Delegate to the Oregon Constitutional Convention
- In office 1857
- Constituency: Umpqua County

Personal details
- Born: February 8, 1797 Monroe County, Illinois
- Died: April 21, 1890 (aged 93) Malheur County, Oregon
- Party: Whig

= Levi Scott (Oregon politician) =

American politician

Levi Scott (1797–1890) was a politician in the Oregon Territory of the United States in the 1850s. A native of Illinois, he was a captain during the Cayuse War, helped lay the Applegate Trail, served in the Oregon Territorial Legislature, and in 1857 was a member of the Oregon Constitutional Convention. Scott also founded Scottsburg, Oregon, and is the namesake of several natural features in Southern Oregon.

==Early life==
Levi Scott was born on February 8, 1797, in what would become the state of Illinois. He was married and had two children, and by 1844, he had moved to Iowa and was living in Burlington. In May 1844, Levi and his son John Scott (b. 1828) immigrated to what was then Oregon Country and settled near Dallas, Oregon.

==Political career==
In 1846, Scott, along with his son, as well as Jesse Applegate, Lindsay Applegate, and others, set off to create a southern route into the Willamette Valley. The route authorized by the Provisional Government of Oregon would travel southwest from Fort Hall and cross the Rogue Valley and Umpqua Valley before turning north to the Willamette Valley settlements. This Southern Route has become known as the Applegate Trail.

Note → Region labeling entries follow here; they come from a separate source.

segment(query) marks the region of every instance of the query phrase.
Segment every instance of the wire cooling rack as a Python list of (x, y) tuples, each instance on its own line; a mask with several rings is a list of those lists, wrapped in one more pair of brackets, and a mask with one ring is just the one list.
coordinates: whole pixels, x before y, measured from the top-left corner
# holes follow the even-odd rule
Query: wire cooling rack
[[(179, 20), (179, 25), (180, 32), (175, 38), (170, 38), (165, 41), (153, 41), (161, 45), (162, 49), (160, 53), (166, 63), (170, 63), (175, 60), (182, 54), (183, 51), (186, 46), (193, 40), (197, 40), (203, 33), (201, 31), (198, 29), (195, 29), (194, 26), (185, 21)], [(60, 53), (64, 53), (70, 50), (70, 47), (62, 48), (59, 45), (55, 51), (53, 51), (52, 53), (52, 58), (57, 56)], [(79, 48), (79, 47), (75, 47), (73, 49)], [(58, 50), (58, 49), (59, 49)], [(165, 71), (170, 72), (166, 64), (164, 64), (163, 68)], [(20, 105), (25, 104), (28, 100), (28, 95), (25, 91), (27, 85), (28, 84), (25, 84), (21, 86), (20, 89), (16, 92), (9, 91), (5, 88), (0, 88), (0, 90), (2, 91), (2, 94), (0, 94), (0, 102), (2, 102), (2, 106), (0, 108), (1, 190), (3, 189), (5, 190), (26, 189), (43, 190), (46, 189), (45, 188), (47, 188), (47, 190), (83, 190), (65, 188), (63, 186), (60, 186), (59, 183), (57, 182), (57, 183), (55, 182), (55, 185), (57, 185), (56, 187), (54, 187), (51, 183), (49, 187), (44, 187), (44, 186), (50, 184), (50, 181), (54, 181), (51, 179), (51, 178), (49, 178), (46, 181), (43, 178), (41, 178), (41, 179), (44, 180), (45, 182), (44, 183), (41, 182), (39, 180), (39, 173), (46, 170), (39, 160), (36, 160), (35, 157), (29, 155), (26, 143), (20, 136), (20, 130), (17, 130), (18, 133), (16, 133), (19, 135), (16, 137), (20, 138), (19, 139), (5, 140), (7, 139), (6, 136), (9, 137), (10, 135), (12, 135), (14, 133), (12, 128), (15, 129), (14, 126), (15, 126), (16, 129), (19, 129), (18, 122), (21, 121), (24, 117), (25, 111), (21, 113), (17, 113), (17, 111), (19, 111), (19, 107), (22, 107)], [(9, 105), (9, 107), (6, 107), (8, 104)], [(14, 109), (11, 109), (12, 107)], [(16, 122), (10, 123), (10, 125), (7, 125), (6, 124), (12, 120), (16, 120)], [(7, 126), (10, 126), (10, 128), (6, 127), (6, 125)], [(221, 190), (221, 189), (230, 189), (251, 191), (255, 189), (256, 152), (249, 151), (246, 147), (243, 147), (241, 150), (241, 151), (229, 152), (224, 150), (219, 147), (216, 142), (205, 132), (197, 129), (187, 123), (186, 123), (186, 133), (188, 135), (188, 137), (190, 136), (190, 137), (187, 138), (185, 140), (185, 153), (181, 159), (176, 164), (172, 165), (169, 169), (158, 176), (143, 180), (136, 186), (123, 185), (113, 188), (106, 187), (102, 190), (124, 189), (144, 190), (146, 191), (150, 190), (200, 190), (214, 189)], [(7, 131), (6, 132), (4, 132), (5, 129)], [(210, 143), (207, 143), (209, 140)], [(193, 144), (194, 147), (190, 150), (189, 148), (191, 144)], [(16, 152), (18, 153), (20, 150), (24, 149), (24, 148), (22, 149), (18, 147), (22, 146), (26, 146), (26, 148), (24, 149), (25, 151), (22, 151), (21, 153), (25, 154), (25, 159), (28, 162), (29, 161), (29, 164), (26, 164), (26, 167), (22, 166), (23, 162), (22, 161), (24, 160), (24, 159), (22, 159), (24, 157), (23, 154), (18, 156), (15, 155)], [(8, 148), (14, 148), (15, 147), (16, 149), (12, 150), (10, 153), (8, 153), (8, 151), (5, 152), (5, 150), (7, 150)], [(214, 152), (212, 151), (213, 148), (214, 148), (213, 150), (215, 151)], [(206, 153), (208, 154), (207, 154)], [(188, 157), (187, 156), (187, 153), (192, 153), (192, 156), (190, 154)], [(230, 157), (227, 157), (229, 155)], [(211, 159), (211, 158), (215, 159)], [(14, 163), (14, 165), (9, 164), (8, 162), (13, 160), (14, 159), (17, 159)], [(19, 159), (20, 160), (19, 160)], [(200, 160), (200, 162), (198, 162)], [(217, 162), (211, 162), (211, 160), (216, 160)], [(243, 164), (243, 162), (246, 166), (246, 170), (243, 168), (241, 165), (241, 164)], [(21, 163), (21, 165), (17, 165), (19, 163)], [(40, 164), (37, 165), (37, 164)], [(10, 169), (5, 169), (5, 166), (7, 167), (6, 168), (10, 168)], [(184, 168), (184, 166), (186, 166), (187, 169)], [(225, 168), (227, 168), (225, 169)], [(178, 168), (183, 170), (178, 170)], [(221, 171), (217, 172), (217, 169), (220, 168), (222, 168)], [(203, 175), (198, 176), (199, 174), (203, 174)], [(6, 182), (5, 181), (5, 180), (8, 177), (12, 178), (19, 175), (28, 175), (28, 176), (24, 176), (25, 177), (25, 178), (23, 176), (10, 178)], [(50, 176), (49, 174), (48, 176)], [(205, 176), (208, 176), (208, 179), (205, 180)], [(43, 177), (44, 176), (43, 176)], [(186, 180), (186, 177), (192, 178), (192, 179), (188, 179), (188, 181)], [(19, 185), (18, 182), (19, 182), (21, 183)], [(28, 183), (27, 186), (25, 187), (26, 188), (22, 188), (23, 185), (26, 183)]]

During the Cayuse War, Scott was made a captain and was responsible for sending dispatches for the Provisional Government south to California. Following his involvement in the war, he settled in 1848 along Elm Creek in Douglas County, Oregon, with the valley named Scotts Valley in his honor. In 1850, Scott founded Scottsburg, Oregon, along the Umpqua River.

Scott then entered the political field when he was elected to the Oregon Territorial Legislature in 1852. He represented three southern counties, Umpqua, Douglas, and Jackson as a Whig in the upper chamber Council. Scott won re-election twice, serving through the 1854-55 session. He returned to politics briefly in 1857 as a delegate to the Oregon Constitutional Convention. Scott represented Umpqua County as an Anti-Democrat.

==Later life and legacy==
He died in Malheur County, Oregon, in the Southeastern part of the state on April 21, 1890. In addition to the town, valley, and mountains named after him, including Scott Mountain in Douglas County and, in 1946, Mount Scott, the highest peak in Crater Lake National Park within Southern Oregon..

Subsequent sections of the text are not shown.